The central pair of lovers are the only characters in »Romeo and Juliet« featured as changing, against all the others who are static. The critical opinion on Romeo and Juliet is practically unanimous. The inseparability of their names reflects the very nature of love: people seeking »their other halves«, completeness in a union with the other. So all the critics agree that Romeo and Juliet are the ideal pair of lovers.

The tradition of psychological analysis of Shakespeare's characters was founded by S.T.Coleridge in his Shakespearean lectures (1811-1812). In the seventh lecture he described Shakespeare's unparalleled understanding of love: »Shakespeare has described this passion in various states and stages, beginning, as was most natural, with love in the young. Does he open his play making Romeo and Juliet in love at first sightat the first glimpse, as any ordinary thinker would do?
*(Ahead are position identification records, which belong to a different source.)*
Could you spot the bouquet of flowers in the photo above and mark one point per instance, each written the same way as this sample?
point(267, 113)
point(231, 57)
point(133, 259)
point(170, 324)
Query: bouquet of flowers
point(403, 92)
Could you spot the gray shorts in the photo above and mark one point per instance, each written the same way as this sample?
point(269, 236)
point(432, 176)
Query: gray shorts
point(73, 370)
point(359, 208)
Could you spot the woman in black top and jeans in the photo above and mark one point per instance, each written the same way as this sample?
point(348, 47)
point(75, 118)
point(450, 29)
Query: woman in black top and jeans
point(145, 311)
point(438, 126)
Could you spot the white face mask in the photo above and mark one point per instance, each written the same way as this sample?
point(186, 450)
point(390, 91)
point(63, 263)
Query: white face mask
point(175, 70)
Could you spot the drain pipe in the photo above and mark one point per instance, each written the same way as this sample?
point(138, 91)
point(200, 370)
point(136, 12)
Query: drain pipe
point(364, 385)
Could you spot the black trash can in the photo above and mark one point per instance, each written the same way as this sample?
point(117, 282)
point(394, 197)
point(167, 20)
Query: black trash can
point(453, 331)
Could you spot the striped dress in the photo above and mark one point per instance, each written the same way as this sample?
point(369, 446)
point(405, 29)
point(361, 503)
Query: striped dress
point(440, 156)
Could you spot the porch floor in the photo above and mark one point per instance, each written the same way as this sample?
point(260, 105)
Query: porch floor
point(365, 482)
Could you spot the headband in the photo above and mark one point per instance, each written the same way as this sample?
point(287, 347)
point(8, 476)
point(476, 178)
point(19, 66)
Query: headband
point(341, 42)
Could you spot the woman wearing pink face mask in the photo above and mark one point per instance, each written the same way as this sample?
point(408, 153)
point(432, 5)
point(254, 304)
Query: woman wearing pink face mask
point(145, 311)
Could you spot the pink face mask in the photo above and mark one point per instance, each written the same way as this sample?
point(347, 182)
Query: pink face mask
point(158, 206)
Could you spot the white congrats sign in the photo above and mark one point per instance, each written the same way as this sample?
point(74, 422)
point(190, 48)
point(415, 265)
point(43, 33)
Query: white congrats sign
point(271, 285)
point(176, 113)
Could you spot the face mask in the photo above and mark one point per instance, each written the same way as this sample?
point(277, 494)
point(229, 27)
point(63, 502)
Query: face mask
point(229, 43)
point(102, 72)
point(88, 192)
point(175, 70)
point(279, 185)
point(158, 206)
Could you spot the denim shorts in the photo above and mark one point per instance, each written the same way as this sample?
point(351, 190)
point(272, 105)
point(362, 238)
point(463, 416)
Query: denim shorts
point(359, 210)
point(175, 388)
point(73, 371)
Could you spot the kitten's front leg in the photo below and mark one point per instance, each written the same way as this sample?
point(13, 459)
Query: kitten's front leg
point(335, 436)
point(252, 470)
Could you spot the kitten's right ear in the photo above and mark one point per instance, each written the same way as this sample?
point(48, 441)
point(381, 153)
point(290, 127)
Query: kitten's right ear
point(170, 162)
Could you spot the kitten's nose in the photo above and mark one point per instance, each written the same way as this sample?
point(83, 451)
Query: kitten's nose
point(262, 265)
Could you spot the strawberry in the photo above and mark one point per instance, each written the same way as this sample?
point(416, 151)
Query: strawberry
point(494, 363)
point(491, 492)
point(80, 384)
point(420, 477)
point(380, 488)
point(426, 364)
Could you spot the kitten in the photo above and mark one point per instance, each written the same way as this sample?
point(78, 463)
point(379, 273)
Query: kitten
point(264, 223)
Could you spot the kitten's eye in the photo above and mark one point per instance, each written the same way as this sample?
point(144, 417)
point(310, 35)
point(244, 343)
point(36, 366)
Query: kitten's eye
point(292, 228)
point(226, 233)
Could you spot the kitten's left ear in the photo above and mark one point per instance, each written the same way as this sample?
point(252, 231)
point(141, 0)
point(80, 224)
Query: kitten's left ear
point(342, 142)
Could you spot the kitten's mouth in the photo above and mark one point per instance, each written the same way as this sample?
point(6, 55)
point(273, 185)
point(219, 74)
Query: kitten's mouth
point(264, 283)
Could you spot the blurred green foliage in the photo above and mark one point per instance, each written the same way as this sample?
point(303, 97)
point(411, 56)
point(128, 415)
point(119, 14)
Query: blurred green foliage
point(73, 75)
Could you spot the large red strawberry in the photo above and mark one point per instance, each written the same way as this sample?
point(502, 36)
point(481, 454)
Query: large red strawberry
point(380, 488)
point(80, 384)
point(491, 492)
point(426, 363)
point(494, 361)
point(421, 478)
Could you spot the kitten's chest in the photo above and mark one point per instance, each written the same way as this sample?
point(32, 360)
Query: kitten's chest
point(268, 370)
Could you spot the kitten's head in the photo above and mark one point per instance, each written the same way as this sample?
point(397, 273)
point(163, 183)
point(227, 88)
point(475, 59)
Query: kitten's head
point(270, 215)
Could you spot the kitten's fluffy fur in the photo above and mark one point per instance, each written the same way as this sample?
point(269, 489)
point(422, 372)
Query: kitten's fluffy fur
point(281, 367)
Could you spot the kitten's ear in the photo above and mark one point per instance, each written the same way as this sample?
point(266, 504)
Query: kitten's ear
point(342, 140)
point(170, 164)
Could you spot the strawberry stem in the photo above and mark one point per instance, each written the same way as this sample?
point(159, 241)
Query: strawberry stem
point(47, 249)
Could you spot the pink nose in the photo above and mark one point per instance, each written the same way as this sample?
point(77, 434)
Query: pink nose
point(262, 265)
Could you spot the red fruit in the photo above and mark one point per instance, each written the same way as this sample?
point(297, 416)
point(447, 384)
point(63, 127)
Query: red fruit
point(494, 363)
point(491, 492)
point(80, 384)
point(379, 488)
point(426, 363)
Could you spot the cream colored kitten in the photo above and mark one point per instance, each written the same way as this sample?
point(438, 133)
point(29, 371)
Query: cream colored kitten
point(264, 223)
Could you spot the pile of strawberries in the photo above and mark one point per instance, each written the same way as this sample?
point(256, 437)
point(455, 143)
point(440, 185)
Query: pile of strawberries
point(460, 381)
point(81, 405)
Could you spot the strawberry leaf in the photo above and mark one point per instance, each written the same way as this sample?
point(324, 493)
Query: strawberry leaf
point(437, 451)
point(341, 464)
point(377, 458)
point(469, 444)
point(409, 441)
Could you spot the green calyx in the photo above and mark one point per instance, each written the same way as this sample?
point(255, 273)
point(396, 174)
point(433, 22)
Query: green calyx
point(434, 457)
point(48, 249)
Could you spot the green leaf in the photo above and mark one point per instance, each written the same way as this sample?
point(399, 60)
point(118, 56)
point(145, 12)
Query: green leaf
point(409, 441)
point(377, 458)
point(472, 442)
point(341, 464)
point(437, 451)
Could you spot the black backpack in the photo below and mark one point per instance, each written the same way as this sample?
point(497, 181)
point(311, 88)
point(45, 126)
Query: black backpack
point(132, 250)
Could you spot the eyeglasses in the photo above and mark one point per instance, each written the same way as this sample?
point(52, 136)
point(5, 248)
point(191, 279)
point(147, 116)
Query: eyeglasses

Certainly not: he knew what he was about: he was to develop the whole passion, and he commences with the first elements – that sense of imperfection, that yearning to combine itself with something lovely. Romeo became enamoured of the idea he had formed in his own mind, and then, as it were, christened the first real being of the contrary sex as endowed with the perfections he desired. He appears to be in love with Rosaline; but, in truth, he is in love only with his own idea. He felt that necessity of being beloved which no noble mind can be without. Then our poet, our poet who so well knew human nature, introduces Romeo to Juliet, and makes it not only a violent, but a permanent love. Romeo is first represented in a state most susceptible of love, and then, seeing Juliet, he took and retained the infection.«

The typical Continental point of view is represented by the words of the most influential Russian critic of the XIXth century V.G.Belinsky. In 15th installment of his »Alexander Pushkin's Works« (1844) he wrote: »The idea of love makes the pathos of «Romeo and Juliet», and the lovers' enthusiastic dialogues are like ocean waves shining in the stars' bright light. Their lyrical monologues are full not only of mutual admiration, but of the proud assertion of Love's divine nature«. Dmitrii Urnov considers »Romeo and Juliet«'s place among Shakespeare's early plays, because it does not express »the basically tragic view of life, as the later plays would; it expresses the tragedy of individual destiny under tragic circumstances«.